Hacker Read top | best | new | newcomments | leaders | about | bookmarklet login
Reddit has a new AI training deal to sell user content (www.theverge.com) similar stories update story
33 points by namanyayg | karma 2286 | avg karma 3.43 2024-02-18 14:58:23 | hide | past | favorite | 20 comments



view as:

This means Reddit is selling the intellectual contribution of its users, on its face.

If the comments and posts are artwork, or music, would that also be legitimate usage by reddit according to their Terms of Service?

"The user is the product." Appears to be true again, now there.


> If the comments and posts are artwork, or music, would that also be legitimate usage by reddit according to their Terms of Service?

I don't see why they wouldn't be.

In any case, I'll be spending this week scrambling my old comments & probably deleting my submissions. Reddit's sufficiently user hostile at this point that I can find other places to entertain myself online.


All your comments are crawled aready, there’s no point in deleting a few miliseconds after posting.

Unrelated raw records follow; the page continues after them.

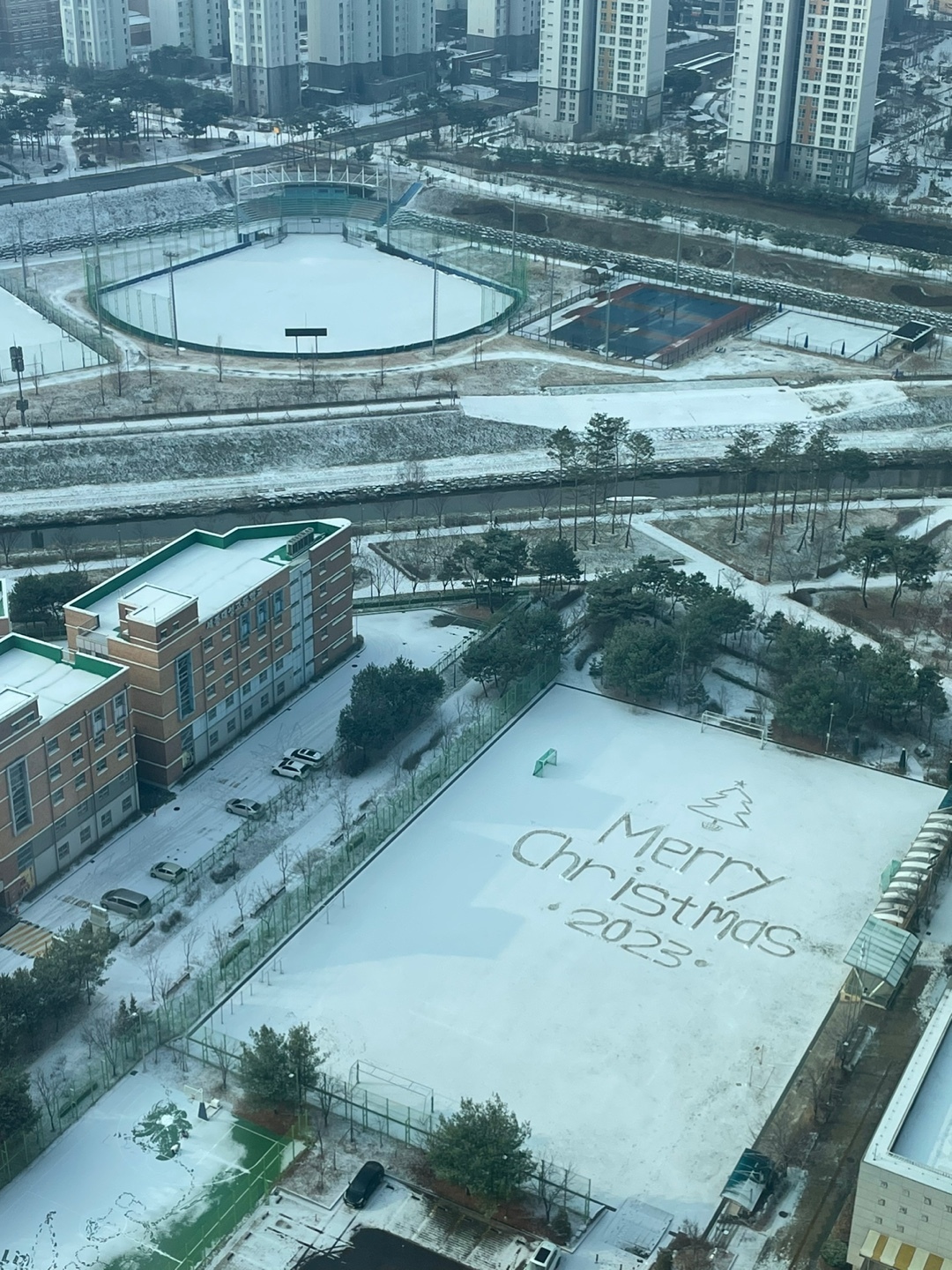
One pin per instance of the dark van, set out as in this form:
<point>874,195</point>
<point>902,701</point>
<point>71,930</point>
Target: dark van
<point>365,1184</point>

What about the works that their users have stolen and (re)posted without permission?

When you post something on Reddit, you give Reddit a license to do more or less whatever it wants with the thing posted.

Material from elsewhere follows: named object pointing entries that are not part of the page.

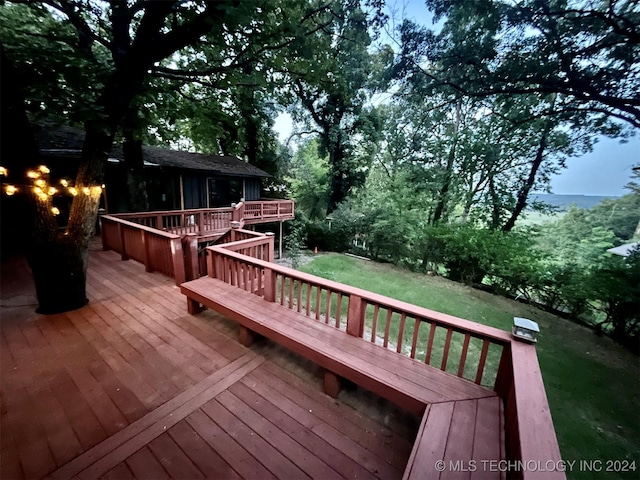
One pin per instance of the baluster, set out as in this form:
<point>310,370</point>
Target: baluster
<point>308,299</point>
<point>483,359</point>
<point>291,285</point>
<point>318,302</point>
<point>374,326</point>
<point>338,309</point>
<point>416,330</point>
<point>387,327</point>
<point>445,355</point>
<point>403,317</point>
<point>463,355</point>
<point>432,333</point>
<point>282,281</point>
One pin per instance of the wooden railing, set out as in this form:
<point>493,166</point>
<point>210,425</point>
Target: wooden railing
<point>454,345</point>
<point>208,221</point>
<point>478,353</point>
<point>158,251</point>
<point>184,222</point>
<point>256,212</point>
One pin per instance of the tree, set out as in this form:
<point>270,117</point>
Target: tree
<point>329,73</point>
<point>584,52</point>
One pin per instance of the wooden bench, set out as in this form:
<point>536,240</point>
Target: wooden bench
<point>410,384</point>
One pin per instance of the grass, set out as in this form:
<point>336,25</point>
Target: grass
<point>592,384</point>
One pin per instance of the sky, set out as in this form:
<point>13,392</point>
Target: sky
<point>604,171</point>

https://www.redditinc.com/policies/user-agreement

> When Your Content is created with or submitted to the Services, you grant us a worldwide, royalty-free, perpetual, irrevocable, non-exclusive, transferable, and sublicensable license to use, copy, modify, adapt, prepare derivative works of, distribute, store, perform, and display Your Content


> When Your Content is … submitted to the Services, you grant us a worldwide

From the way this is worded it sounds like if someone else posts (submits) your content you are somehow granting this despite being unaware.

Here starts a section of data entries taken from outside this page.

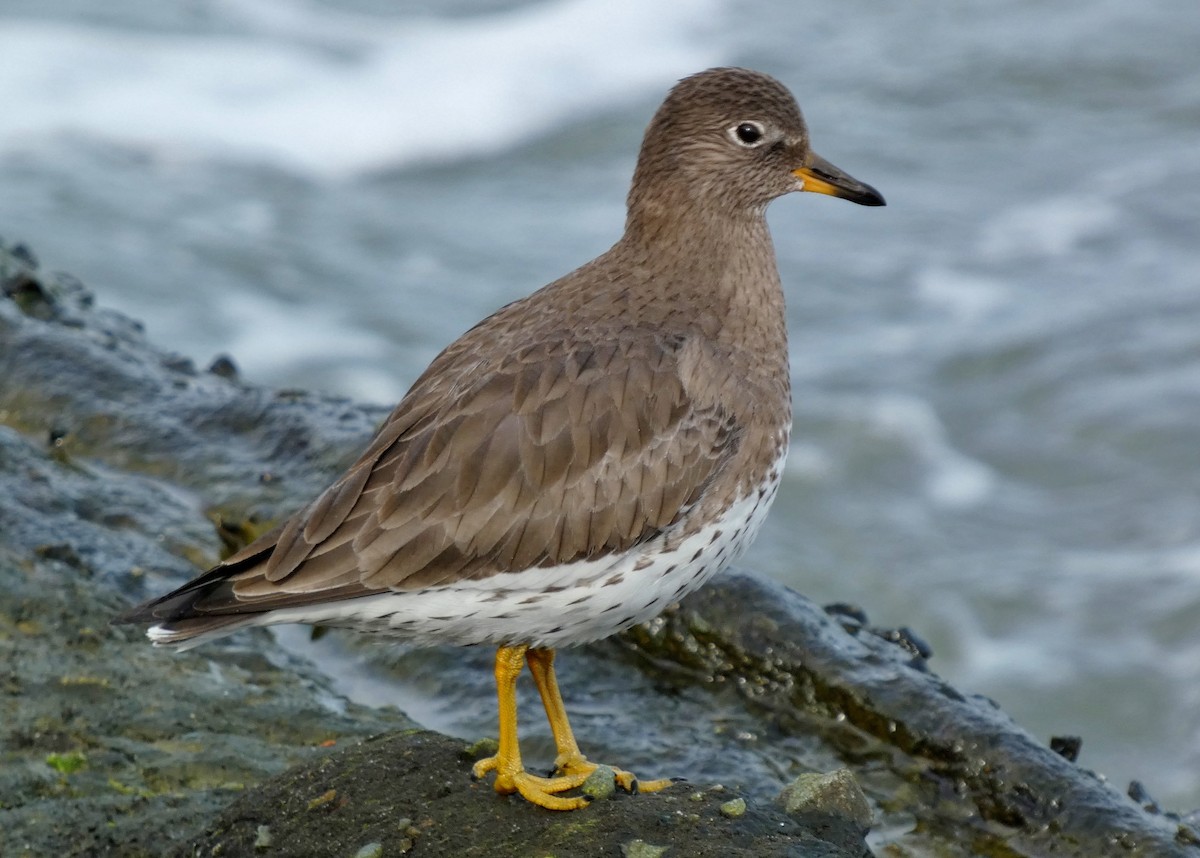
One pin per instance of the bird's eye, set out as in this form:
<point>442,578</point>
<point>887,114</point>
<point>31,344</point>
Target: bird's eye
<point>748,133</point>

IANAL but I think the "you grant us" part is what is key. If a license is not yours to grant, then that license is not theirs to receive.

The models trained there on are rotten fruits and will be destroyed under court order. Frankly, a cartel with the power to change their countries laws would be wise to spend a few billion building out a state of the art ai lab and blatantly training their models on everything they can download. Everyone would use it. Would the us actually invade ($country) because hyper realistic Taylor swift and Mickey Mouse porn is a tap and swipe away?

"Your Content," not "your content." It is legalese jargon, defined as: "Content created with or submitted to the Services by you or through your Account"

And: "By submitting Your Content to the Services, you represent and warrant that you have all rights, power, and authority necessary to grant the rights to Your Content"

Of course, how many people posting memes on Reddit have the rights to do so? How many know they're in violation of the user agreement in doing so, hah.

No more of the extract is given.